To start, biopharma must focus more on increasing brand loyalty by creating closer relationships with patients as well as other stakeholders who play a role in drug adherence and compliance. Patient noncompliance, particularly as rising out-of-pocket costs are hurting patient adherence, is directly related to the diminished value of pharmaceutical products. Establishing patient support programs is one solution. In my experience, drug adherence is the common denominator for all stakeholders and should serve as the foundation of any consumer strategy. Drug manufacturers, in tandem with stakeholders, need to implement discounting programs that correlate to disease management protocols that facilitate compliance, as opposed to simply trying to grow (or sustain) market share. For example, giving consumers price incentives on refills could become a loyalty strategy that uses discounts while generating other intangibles such as providing an opportunity for the industry to start rehabilitating its soiled image. Further potential benefits of reengineering the commercial model and extending the patient-consumer supply chain could include the following:
- Unimpeded access to the patient — understand the needs of our customers
- Undiluted brand positioning
- Offer a unique value proposition with superior products, tools, and services
- Capture incremental revenue within the patient-consumer value chain
- Increased contribution margin
- Secure loyalty to brands
- Drive market share
- Expand the market
- Influence trends and direction within target market
- Confirm leadership position via case management.

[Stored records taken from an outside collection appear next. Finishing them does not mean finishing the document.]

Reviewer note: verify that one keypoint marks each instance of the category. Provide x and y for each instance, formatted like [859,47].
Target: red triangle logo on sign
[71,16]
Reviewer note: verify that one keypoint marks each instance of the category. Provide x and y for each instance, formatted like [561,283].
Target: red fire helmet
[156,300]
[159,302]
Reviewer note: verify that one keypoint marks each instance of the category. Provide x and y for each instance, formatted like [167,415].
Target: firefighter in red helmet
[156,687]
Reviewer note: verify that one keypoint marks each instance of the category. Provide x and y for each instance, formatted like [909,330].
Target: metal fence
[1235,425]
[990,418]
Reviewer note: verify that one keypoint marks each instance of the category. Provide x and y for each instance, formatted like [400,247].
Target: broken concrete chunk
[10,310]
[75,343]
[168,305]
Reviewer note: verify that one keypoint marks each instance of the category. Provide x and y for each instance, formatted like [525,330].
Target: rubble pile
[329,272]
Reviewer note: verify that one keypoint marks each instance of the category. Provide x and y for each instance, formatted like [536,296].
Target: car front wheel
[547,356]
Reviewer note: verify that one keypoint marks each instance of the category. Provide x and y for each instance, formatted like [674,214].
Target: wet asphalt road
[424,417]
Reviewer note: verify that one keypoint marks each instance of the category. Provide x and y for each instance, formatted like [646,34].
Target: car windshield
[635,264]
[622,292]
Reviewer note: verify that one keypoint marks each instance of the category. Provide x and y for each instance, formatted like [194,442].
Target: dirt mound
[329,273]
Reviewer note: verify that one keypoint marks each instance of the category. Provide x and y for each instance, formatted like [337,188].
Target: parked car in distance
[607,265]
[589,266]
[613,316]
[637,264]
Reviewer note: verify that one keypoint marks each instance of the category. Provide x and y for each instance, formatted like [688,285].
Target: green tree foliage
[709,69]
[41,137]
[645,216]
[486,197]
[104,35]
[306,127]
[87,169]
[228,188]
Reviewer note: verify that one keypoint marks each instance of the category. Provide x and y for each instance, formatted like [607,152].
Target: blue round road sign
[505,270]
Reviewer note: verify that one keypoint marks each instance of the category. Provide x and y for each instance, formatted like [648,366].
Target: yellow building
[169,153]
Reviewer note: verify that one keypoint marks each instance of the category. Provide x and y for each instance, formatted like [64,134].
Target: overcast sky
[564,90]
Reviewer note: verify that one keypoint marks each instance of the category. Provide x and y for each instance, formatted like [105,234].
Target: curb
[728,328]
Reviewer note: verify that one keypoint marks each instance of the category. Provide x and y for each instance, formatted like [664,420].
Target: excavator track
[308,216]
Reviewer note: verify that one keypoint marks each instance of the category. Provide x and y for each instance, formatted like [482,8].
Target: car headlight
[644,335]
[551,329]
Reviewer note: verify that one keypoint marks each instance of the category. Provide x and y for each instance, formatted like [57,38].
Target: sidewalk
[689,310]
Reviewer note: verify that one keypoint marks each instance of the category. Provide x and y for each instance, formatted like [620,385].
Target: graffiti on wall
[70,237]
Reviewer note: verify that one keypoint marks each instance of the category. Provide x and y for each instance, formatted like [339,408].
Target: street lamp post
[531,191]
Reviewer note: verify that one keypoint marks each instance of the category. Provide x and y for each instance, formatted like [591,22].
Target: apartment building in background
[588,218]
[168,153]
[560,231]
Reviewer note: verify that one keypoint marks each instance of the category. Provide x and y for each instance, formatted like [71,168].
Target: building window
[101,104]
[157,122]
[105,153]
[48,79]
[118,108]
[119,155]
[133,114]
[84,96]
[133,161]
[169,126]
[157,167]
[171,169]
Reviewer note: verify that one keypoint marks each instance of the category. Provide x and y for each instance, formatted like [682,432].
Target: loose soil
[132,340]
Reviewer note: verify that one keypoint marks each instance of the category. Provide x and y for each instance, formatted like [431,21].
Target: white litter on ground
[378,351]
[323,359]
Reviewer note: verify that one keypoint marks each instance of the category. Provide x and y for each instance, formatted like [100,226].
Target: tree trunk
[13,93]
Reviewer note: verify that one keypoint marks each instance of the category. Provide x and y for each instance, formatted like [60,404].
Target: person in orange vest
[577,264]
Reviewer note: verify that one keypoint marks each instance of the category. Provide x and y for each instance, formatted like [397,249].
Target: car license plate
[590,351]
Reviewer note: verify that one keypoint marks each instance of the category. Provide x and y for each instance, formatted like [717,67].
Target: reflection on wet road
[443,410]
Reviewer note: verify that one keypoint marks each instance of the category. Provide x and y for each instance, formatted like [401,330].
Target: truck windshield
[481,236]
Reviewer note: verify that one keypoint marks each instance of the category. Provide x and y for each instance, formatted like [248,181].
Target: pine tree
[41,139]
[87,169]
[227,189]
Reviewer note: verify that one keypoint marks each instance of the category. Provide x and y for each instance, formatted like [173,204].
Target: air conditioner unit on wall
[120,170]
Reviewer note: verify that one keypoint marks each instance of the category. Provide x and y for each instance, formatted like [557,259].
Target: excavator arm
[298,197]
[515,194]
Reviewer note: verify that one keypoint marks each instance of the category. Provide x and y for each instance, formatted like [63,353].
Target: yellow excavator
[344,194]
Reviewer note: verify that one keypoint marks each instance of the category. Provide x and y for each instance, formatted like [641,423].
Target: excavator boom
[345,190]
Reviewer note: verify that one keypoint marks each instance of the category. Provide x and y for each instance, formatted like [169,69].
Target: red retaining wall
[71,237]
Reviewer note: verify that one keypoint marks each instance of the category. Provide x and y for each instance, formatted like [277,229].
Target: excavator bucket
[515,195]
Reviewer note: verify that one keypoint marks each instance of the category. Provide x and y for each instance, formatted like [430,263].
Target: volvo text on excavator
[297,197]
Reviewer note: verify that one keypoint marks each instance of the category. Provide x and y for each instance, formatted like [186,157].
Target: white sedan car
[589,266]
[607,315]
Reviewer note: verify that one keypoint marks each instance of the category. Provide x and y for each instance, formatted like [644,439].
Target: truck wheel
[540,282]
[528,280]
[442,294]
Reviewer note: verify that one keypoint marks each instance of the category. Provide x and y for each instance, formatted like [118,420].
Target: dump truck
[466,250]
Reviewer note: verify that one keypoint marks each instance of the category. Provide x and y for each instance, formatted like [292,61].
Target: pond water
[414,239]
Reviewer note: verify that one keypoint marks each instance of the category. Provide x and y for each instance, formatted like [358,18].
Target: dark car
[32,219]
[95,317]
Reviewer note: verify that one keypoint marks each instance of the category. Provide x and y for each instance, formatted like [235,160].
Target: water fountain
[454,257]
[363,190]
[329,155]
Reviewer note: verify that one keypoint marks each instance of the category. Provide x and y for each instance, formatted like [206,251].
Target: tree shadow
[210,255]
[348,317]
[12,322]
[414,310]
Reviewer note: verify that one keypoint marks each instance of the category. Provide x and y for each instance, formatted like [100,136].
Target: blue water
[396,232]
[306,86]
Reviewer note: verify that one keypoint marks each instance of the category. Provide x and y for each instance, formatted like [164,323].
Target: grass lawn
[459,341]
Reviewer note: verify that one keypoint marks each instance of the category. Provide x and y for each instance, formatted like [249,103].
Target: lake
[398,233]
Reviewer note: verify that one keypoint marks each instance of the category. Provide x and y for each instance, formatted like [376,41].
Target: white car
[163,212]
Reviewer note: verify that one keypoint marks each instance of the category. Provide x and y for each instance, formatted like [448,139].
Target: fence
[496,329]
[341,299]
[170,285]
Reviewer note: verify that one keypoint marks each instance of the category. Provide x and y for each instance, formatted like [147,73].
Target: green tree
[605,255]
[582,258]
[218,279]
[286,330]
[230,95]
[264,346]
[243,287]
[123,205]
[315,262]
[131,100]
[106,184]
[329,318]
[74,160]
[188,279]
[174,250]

Healthcare consumerism is here to stay; the Internet and e-health have facilitated this, putting information and tools in the hands of the patientconsumer and not only for their benefit, but the entire healthcare industry’s (e.g., gadgets, self-monitoring, and useful websites that help people track their conditions). Simple economics shows us that by empowering patients to understand and monitor their condition, thereby taking charge of their own lives and becoming an engaged patientconsumer, we can improve healthcare outcomes and reduce spiraling costs. Diabetes is an excellent example. By informing the patient-consumer about the benefits of managing their diet, regular exercise, and avoiding smoking, we can minimize the risk factors and positively affect outcomes. The stepchange toward healthcare consumerism means that healthcare providers are increasingly targeting patients with their products. They are doing so in order to help/support patients on their journey to becoming more engaged and educated in their healthcare decision making. With this in mind, healthcare stakeholders must adjust to new ways of patient engagement to accommodate their needs in an evolving commercial model. If Fiat is already incorporating Viagra in its commercials, how long do you think it will before Viagra is marketed with Victoria Secret lingerie? We need to recognize that our business is changing from selling drugs (e.g., selling pills, injections) to delivering comprehensive solutions.